Oh, what can I say, but thank you, thank you.

It's terrible, terrible work. I know I shouldn't be scared of things, but OHMYGOD I feel scared of things. And then I feel like an ass that I'm scared when all everyone is doing is taking good care of me. No one is doing anything bad to me. My mother did bad things to me when I was a child. I feel angry that this is the way it is. I feel like screaming to myself, "JUST LEAVE ME ALONE! WE ALREADY SUFFERED THIS! I JUST WANT TO ENJOY MY GOOD LIFE THAT I HAVE NOW! IT'S NOT FAIR THAT NOW, WHEN IT IS FINALLY GOOD, IT'S GETTING RUINED BY YOU AND YOUR FEELINGS."
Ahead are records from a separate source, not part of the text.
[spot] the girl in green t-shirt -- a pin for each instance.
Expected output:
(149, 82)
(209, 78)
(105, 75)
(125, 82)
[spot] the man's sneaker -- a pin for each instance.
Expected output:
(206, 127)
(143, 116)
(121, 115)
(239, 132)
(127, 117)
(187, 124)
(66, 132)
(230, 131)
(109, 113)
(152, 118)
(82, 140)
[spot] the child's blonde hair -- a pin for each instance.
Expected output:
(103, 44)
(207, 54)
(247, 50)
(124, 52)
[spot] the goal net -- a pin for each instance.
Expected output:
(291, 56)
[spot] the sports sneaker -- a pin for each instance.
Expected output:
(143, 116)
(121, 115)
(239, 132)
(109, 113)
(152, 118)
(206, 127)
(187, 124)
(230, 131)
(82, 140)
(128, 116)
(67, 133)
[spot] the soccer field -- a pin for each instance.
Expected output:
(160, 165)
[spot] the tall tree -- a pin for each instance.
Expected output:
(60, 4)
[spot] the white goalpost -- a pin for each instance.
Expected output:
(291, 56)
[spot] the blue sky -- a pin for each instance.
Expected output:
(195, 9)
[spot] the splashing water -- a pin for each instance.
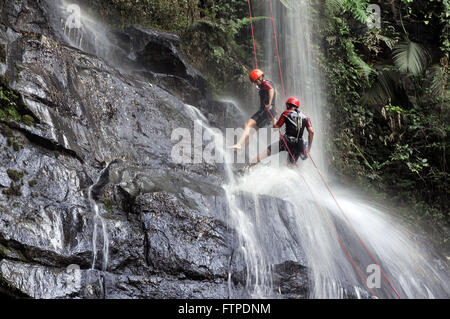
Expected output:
(330, 239)
(309, 228)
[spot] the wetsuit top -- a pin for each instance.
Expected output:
(290, 117)
(264, 89)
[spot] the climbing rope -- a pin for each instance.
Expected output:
(320, 174)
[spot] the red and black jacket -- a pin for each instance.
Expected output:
(296, 122)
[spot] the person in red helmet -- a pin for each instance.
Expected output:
(263, 116)
(296, 122)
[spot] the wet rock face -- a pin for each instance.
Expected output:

I know that it's *because* I'm safe that I'm able to start processing this stuff. I (think I) know that it won't be like this forever. This is healing, not the new REALITY. This is not forever.

And I know the worst thing I can do to 13 is tell her she is bad, she is ruining things because of her feelings and needs, that I want her to go away. Because that's what she learned from my childhood.

But it's hard. I want to feel safe. I want to be happy. I want to be a good wife (yes, I hear that word, good, and know that deep down, 13 things that means to be what I call translucent - no needs, no feelings, no substance) to my good wife.

And I just feel so.... overwhelmed and overwrought at the prospect of this work.

Thanks BLT and AG. It helps so much to be able to say/read this stuff.